Is Decentralized Bitcoin Really Decentralized?

If you read any book, article or even blog post about bitcoin — you will certainly encounter word “decentralized” at least once. Decentralization is one of the key reasons, why cryptocurrency attracted so many committed users in the first place. And if in the early days of bitcoin it was totally true, now most people would hesitate to say “Yes, bitcoin is absolutely decentralized, unregulated and independent”.

Traditional money is regulated by government and thus easily affected by emissions and devaluation. Banks hold funds of clients and when bank bankrupts, all those money are just buried with it. So cryptocurrency was invented to destroy dependance from both above mentioned institutions to ensure that value of people’s funds won’t drop just because government decided to pay its national debt by printing more money.

Exchanges — killers of decentralization

Many experts say that when cryptocurrency exchanges came to the stage they killed the decentralization of bitcoin. They offer clients to store their coins safely, also they provide services for buying, selling, converting cryptocurrency into fiat and vice versa. That sounds good, so most people prefer to store their funds using such services, but let’s face the truth — they are banks for cryptocurrency. And when exchange has a hacker attack, or some bug, or its founder decides that, one — honesty is not the best politics after all, and two — whoever said money can’t buy happiness simply didn’t know where to go shopping, he or she just takes all the clients’ money and lives happily ever after.

Whales — big fish in cryptoworld

One more problem, typical to cryptoworld, is the existence of so called “bitcoin whales” — individuals or groups who own vast amounts of bitcoins and can sometimes affect the market towards their preferential price.
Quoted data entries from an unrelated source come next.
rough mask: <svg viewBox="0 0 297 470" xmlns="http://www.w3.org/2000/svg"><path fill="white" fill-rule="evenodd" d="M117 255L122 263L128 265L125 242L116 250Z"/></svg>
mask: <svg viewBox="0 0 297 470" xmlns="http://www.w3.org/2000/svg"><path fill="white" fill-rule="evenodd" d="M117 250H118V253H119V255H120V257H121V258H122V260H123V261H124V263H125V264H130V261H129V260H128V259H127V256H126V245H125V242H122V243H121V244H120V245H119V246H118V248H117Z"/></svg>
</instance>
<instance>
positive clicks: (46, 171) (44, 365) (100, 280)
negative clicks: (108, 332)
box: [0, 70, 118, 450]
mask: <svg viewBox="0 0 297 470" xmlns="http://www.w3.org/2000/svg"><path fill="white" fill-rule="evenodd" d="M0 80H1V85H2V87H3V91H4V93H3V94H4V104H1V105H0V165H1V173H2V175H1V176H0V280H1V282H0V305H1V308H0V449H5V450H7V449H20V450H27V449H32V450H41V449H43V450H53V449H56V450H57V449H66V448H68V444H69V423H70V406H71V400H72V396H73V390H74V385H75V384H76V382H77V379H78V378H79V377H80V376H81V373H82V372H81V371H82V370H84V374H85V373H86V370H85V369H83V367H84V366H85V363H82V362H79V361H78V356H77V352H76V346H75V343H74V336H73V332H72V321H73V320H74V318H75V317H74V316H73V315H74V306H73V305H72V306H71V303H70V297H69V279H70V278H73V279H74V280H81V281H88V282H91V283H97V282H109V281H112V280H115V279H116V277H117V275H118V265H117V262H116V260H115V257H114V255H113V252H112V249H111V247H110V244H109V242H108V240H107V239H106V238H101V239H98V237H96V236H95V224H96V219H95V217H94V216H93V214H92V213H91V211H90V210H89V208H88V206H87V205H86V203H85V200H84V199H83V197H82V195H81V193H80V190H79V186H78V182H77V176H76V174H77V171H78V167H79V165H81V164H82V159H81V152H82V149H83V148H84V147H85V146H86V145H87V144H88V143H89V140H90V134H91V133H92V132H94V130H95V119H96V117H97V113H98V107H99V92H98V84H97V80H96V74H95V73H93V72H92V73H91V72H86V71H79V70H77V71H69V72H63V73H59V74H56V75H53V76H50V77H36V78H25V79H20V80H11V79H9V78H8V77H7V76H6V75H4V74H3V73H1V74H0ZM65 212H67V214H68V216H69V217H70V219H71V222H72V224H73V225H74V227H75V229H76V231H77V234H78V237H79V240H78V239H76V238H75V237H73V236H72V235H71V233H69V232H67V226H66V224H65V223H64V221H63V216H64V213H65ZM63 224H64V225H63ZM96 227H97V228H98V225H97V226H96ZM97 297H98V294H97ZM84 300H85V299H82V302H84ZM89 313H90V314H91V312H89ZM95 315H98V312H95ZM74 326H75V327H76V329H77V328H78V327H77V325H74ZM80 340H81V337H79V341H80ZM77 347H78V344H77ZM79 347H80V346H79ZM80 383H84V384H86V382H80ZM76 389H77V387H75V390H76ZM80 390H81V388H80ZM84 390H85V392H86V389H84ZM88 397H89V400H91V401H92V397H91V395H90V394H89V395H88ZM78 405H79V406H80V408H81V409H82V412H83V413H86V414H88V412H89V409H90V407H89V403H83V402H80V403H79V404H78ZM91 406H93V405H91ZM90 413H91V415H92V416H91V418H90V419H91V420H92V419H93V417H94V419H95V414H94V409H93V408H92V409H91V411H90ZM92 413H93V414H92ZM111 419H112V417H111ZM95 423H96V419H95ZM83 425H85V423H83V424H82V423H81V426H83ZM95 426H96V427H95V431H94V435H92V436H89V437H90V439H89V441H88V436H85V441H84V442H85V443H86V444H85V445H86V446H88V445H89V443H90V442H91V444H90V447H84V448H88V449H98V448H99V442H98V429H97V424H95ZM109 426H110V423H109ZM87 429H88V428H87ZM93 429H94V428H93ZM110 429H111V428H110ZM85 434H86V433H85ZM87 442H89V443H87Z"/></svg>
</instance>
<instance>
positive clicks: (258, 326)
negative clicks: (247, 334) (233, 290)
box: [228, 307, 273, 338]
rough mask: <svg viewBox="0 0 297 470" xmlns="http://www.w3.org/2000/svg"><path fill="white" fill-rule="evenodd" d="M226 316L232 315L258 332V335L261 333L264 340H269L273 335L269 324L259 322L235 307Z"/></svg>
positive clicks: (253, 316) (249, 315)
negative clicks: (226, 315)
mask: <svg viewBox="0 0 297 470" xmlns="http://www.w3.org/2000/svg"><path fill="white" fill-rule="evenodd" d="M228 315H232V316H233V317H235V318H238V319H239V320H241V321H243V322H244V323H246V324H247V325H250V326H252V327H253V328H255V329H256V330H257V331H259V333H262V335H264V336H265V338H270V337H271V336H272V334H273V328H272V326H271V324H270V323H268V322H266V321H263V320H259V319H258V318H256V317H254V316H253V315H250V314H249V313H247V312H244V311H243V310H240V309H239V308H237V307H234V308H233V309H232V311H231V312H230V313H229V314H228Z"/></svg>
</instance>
Satoshi Nakamoto, elusive and mysterious, seems to be the largest whale with estimated asset of more than 1, 000, 000 bitcoins. Luckily, it seems that he so far has spent only 500 bitcoins, as programmer Sergio Demian Lerner found out by examining ledgers, and hasn’t affected the market.

Mining — available not to everyone

Mining of bitcoins is now became almost unavailable for average person. You can’t just buy graphic card and start mining bitcoins with your computer — first, your bills for electricity will be larger than profit, and secondly, process of mining will take so long that maybe only your grandchild will get few bitcoins (if he will be lucky enough). To say nothing of noise and heat, that will make living in the same apartment with mining equipment terrible. People and corporations who can afford it, build whole plants for mining, and this process constantly becomes more difficult. Reality is you have to buy bitcoins for price that is dictated by the market and above mentioned “whales”.

Recently there have been a lot of accusations, that because of extreme popularity and spread of bitcoin mining in China “mining centralization” occurs. Experts estimate that around 71% of bitcoins are now mined there. China not only produces most of mining equipments, but also huge mining farms are located there, taking advantage of cheap electricity. China is also a leader in number of mining pools — collaborations between individual miners and mining companies. China is home to four of the five largest Bitcoin mining pools. Before Beijing banned ICOs (Initial Coin Offerings), China accounted for 90% of all bitcoin trade. Having so much mining power centralized in one country put in doubt decentralization of Bitcoin and exposes the Bitcoin network to a worrying degree of political risk.

But…

… despite all the above-mentioned factors, still Bitcoin is decentralized.

The crucial distinction between system of traditional money and cryptocurrency is that if you use crypto, you have the right and possibility not to hand your money to third parties, while in case of fiat you just can’t avoid that. Also if you use fiat money, your life is traced through your bills — whatever you do, you can’t stay unnoticed. Talking about crypto: yes, many people use exchanges and third party services, because it’s easier to manage their digital money that way, but they can deal with their crypto funds directly, keeping anonymity and privacy. While a user of fiat is always forced to use centralized service, Bitcoin user is never forced to do it. They can, for their own convenience, use exchanges or other services — but they are never forced.

System of traditional money is centralized, and the clear proof of it is that only government controls money and has the right to issue it. Try to invent your own money — you will be punished by the law. But nobody can prohibit you from inventing your own digital currency — it will cost as much as people are ready to pay for it, and now we can see the birth of new cryptocurrencies almost every day.

Cryptocurrency removes a whole layer of banking bureaucracy, giving you financial freedom. Even electronic payments can’t give this freedom — PayPal, for example, can freeze your account any time it has any suspicions. Nobody can ever freeze or forbid you access to your Bitcoin wallet. You don’t leave any personal information while using cryptocurrency. You are the only one who has access to your funds.

So, answering the question “Is Bitcoin truly decentralized?”, we will say with absolute certainty: “Yes, it is”.